Twitter Fires Greg Gopman, Head Of VR, Over Comments

Greg Gopman, head of Twitter’s burgeoning virtual reality efforts, has been shown the door after less than one week on the job.

The struggling social giant apparently reconsidered the new hire after it was brought to their attention that Gopman had previously disparaged San Francisco’s homeless population.

“And I'm fired,” Gopman said in a Facebook post on Wednesday. “Thanks TechCrunch."

It was TechCrunch that first posted Gopman’s tasteless and insensitive remarks about homeless men and women, which were made in 2013.

“I’ve traveled around the world, and I gotta say there is nothing more grotesque than walking down market st in San Francisco,” Gopman wrote in a since-deleted Facebook post. “In downtown SF the degenerates gather like hyenas, spit, urinate, taunt you, sell drugs, get rowdy, they act like they own the center of the city.”

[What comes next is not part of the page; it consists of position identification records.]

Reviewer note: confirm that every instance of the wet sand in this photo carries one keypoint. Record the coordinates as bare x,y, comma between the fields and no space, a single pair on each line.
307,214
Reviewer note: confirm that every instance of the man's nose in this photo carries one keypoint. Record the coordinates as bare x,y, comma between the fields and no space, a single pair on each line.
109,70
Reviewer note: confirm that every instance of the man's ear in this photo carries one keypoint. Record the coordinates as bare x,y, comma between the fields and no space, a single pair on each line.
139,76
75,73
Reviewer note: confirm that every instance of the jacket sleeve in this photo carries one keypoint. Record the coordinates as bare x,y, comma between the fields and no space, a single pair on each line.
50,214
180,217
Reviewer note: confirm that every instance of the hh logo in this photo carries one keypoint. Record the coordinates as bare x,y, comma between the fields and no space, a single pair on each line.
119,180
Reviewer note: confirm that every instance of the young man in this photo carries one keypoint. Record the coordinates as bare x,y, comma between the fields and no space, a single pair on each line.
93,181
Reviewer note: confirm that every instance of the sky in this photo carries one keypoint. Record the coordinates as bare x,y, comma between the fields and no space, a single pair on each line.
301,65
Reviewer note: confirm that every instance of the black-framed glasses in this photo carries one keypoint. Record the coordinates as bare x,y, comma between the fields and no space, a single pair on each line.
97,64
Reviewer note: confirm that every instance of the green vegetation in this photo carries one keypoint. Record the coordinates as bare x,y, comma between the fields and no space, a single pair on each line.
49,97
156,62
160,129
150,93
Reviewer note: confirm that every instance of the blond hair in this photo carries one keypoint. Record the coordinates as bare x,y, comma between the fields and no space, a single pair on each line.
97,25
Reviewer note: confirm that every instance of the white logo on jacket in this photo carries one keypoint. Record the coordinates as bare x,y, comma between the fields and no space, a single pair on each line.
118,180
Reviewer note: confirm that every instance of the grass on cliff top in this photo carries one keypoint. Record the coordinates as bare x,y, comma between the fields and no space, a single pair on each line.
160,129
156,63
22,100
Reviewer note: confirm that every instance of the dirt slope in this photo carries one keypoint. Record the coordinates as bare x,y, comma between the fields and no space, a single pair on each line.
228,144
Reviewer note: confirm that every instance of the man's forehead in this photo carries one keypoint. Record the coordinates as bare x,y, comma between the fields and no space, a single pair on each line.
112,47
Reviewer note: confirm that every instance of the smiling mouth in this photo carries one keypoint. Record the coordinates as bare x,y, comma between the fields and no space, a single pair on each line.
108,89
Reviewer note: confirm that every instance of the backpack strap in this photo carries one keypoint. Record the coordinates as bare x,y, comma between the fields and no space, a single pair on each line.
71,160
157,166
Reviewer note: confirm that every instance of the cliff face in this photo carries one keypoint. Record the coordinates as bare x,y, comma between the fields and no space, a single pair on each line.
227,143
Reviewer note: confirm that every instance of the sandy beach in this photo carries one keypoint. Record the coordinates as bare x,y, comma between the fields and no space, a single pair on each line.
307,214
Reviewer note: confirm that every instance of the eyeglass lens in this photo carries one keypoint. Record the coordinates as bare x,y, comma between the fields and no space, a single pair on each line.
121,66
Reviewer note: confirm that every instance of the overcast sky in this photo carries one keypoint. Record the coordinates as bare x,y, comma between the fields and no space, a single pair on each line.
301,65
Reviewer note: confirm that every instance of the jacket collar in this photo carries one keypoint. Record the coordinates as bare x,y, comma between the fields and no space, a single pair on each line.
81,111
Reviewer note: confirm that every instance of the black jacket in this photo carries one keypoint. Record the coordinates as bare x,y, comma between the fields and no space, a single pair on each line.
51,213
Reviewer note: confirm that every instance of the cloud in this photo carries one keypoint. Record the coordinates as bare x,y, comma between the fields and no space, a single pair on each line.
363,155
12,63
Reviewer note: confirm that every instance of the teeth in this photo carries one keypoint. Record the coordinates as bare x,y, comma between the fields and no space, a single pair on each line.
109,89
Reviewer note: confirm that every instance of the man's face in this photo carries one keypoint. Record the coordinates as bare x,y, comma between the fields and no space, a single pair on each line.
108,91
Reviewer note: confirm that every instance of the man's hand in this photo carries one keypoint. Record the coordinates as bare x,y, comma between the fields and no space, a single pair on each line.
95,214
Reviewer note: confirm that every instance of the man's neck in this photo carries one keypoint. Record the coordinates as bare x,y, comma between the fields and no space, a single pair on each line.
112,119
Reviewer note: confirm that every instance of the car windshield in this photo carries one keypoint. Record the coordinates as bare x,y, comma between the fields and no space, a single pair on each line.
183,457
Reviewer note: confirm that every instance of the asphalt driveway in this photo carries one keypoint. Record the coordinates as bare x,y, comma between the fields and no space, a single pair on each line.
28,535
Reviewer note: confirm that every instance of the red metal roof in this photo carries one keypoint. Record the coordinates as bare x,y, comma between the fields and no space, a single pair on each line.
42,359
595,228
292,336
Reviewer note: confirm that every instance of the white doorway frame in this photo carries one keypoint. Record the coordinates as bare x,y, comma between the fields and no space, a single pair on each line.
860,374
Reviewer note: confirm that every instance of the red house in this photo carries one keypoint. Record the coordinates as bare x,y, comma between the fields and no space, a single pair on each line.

Reached for comment, a Twitter spokesperson declined to discuss the matter. “As a matter of company policy, we don't comment on topics related to employee's personal matters,” she said.

Twitter just hired AngelHack founder Gregory Gopman to boost its early efforts in virtual reality. Among other efforts, Twitter is reportedly developing native 360-degree video integration, as well as 360-degree live streaming. Gopman most recently worked for UploadVR -- a virtual reality news site, event organizer and co-working space.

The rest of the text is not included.